Some twenty feet further on was the smooth stretch
of sand where had lain the smith, after he had been
dressed up in the fantastic clothes of the mysterious
French prince.
Marmaduke de Chavasse gazed upon that spot. The
breakers licked it now and again, leaving behind them
as they retreated a track of slimy foam, which showed
white in this strange gray gloom, rendered alive and
moving by the falling snow.
The surf covered that stretch of sand more and more
frequently now, and retreated less and less far:
the slimy foam floated now over an inky pool; soon
that too disappeared. The breakers sought other
boulders round which to play their titanic hide-and-seek.
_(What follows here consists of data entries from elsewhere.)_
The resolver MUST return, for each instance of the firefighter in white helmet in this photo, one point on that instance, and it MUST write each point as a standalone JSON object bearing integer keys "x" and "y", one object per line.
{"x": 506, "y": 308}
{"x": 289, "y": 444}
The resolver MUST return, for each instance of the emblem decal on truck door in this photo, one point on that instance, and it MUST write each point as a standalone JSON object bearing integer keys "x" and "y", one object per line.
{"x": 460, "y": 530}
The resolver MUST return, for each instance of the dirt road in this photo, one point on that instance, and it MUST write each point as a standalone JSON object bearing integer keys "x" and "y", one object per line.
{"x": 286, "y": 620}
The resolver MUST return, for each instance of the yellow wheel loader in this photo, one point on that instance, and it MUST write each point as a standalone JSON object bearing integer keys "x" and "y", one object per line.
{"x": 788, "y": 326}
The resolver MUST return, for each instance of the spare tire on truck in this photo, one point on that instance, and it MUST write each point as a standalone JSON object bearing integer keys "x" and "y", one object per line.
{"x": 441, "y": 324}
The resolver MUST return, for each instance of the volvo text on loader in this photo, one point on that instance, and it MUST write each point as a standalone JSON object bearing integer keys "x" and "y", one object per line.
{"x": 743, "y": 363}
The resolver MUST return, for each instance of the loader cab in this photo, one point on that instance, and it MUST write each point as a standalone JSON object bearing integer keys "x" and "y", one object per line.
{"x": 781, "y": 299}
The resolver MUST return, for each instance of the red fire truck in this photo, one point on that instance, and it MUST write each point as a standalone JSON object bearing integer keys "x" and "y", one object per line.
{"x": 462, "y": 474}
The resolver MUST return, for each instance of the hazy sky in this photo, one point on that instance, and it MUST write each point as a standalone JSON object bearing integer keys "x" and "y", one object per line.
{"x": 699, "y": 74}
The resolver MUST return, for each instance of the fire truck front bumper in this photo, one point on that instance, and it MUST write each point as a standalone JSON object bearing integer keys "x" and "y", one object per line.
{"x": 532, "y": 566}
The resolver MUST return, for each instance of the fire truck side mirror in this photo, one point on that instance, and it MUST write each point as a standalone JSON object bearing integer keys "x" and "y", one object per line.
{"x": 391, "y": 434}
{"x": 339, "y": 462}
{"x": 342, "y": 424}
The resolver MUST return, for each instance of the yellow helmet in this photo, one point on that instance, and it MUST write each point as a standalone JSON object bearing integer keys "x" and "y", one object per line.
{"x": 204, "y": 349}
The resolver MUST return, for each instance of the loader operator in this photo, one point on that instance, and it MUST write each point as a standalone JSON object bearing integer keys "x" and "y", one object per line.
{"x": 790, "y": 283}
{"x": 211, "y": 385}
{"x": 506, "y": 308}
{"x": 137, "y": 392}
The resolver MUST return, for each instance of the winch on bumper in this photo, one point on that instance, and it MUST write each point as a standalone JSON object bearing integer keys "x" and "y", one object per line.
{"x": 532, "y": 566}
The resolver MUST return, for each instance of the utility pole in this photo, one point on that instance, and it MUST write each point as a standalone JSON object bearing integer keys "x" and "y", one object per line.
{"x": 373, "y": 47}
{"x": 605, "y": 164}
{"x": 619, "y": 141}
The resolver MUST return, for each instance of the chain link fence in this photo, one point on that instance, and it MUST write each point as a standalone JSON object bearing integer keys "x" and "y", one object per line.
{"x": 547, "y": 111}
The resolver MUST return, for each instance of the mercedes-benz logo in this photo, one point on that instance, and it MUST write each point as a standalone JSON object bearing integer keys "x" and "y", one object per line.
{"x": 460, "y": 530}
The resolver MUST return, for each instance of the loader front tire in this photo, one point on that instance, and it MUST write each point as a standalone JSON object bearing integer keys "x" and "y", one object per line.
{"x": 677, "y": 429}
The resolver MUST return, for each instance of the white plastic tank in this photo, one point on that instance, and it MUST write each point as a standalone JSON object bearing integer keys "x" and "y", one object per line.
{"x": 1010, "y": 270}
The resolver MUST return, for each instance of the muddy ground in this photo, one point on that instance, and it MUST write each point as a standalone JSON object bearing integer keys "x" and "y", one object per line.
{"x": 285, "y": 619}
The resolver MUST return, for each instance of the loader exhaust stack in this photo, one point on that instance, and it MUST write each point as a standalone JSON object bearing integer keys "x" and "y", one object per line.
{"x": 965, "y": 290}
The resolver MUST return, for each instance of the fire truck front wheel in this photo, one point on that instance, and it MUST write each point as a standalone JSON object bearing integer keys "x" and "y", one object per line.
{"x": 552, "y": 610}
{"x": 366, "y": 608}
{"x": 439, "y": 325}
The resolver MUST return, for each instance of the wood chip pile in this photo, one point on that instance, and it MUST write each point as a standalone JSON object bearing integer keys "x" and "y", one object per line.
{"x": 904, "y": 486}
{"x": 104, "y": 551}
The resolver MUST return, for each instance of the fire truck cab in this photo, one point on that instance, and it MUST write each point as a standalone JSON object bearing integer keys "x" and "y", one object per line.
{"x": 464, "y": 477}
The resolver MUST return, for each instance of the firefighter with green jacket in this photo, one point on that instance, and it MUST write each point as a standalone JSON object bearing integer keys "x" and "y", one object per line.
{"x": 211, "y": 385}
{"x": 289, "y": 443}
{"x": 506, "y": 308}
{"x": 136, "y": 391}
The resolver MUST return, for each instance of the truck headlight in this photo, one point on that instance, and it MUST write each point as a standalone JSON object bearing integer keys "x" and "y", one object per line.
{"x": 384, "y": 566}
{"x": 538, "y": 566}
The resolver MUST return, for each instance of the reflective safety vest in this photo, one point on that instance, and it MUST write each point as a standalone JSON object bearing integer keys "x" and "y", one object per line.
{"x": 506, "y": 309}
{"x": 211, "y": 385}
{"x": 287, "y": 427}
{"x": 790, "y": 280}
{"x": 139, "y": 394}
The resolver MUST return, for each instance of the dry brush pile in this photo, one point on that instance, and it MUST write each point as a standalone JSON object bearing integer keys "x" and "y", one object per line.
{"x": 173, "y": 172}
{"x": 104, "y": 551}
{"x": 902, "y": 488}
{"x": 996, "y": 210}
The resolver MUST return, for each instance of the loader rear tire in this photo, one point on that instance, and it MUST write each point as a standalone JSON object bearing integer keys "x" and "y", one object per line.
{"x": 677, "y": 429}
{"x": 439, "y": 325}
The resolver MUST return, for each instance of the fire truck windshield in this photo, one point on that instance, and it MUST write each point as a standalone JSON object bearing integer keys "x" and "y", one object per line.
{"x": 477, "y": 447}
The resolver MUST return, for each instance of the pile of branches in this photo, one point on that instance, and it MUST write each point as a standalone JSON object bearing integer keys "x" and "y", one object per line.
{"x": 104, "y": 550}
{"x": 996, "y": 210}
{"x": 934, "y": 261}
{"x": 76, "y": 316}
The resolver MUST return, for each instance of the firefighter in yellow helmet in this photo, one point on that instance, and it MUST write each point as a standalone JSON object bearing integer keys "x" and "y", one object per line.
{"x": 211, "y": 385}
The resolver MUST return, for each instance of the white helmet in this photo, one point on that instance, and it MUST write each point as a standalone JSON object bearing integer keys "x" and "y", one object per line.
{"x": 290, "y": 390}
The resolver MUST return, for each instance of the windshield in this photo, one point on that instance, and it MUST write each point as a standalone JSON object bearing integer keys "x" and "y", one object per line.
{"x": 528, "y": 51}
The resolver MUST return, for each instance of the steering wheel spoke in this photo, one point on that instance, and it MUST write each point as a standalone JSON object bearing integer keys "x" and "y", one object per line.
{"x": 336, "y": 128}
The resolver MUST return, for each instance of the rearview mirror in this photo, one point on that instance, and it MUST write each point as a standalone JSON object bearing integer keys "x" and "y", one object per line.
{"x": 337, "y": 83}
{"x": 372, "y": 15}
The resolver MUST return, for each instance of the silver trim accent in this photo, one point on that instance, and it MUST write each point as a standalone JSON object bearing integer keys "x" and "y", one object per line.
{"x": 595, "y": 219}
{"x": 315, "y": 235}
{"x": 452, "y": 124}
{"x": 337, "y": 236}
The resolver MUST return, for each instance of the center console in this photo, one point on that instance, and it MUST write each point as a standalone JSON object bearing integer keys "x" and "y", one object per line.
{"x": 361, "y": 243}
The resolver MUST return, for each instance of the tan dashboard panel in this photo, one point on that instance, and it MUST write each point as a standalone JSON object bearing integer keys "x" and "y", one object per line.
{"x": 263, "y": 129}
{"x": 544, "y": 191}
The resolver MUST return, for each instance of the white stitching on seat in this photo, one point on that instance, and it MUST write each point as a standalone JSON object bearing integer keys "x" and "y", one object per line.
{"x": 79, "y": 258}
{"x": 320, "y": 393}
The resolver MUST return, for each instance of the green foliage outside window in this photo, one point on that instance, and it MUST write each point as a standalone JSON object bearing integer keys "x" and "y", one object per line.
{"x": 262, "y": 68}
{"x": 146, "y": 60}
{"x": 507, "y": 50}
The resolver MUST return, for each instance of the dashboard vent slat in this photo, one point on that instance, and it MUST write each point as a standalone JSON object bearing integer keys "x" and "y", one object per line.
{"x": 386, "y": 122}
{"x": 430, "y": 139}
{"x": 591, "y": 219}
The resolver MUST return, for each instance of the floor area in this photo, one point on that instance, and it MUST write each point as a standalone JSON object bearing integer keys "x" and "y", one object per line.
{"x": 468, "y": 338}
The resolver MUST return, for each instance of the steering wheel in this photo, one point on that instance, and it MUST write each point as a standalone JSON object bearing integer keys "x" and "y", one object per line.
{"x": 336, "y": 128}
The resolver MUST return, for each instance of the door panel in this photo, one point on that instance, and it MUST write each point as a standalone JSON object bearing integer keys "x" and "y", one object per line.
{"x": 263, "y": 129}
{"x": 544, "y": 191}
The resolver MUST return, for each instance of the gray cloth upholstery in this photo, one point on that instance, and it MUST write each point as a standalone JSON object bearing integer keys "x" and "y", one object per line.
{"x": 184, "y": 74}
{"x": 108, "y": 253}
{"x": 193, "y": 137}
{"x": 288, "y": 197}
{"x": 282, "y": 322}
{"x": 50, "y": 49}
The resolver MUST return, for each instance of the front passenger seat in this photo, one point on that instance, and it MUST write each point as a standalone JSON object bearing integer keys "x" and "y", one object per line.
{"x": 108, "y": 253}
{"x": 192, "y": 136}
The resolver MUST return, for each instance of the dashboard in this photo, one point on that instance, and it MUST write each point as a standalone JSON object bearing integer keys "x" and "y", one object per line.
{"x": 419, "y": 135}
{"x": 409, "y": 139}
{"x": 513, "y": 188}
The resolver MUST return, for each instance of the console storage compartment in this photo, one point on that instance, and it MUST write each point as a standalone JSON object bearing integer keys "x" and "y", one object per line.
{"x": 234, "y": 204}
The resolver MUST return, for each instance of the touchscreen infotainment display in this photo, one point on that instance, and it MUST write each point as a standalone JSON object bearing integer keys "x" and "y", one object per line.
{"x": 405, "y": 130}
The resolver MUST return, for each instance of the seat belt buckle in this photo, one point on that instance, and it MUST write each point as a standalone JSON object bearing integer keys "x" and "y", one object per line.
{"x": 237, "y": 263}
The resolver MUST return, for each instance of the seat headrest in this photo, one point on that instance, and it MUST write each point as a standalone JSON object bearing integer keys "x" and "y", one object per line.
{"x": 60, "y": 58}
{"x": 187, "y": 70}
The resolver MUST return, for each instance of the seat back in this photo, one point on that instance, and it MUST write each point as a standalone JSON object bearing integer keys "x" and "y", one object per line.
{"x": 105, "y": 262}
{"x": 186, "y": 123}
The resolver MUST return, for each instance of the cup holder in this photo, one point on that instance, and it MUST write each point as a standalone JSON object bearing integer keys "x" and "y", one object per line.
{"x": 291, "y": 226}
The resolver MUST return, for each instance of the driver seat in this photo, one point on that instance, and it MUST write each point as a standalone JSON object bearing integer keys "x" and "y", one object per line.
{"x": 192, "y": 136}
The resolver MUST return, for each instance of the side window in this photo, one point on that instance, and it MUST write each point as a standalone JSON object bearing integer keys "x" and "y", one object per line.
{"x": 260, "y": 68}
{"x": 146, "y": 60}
The tide had completely hidden the place where Adam
Lambert had lain.
Then the watcher walked on—one step and
then another—and then the one beyond the
edge as he stepped down, down into the abyss ninety
feet below.
The chronicles of the time tell us that the mysterious
disappearance of Sir Marmaduke de Chavasse was but
a nine days’ wonder in that great world which
lies beyond the boundaries of sea-girt Thanet.
What Thanet thought of it all, the little island kept
secret, hiding its surmises in the thicket of her
own archaic forests.
Squire Boatfield did his best to wrap the disappearance
of his whilom friend in impenetrable veils of mystery.
He was a humane and a kindly man and feeling that
the guilty had been amply punished, he set to work
to cheer and to rehabilitate the innocent.
All of us who have read the memoirs of Editha de Chavasse,
written when she was a woman of nearly sixty, remember
that she, too, has drawn a thick curtain over the
latter days of her brother-in-law’s life.
It is to her pen that we owe the record of what happened
subsequently.
She tells us, for instance, how Master Skyffington,
after sundry interviews with my Lord Northallerton,
had the honor of bringing to his lordship’s
notice the young student—so long known as
Richard Lambert—who, of a truth, was sole
heir to the earldom and to its magnificent possessions
and dependencies.
From the memoirs of Editha de Chavasse we also know
that Lady Sue Aldmarshe, girl-wife and widow, did,
after a period of mourning, marry Michael Richard
de Chavasse, sole surviving nephew and heir presumptive
of his lordship the Earl of Northallerton.
But it is to the brush of Sir Peter Lely that we owe
that exquisite portrait of Sue, when she was Countess
of Northallerton, the friend of Queen Catherine, the
acknowledged beauty at the Court of the Restoration.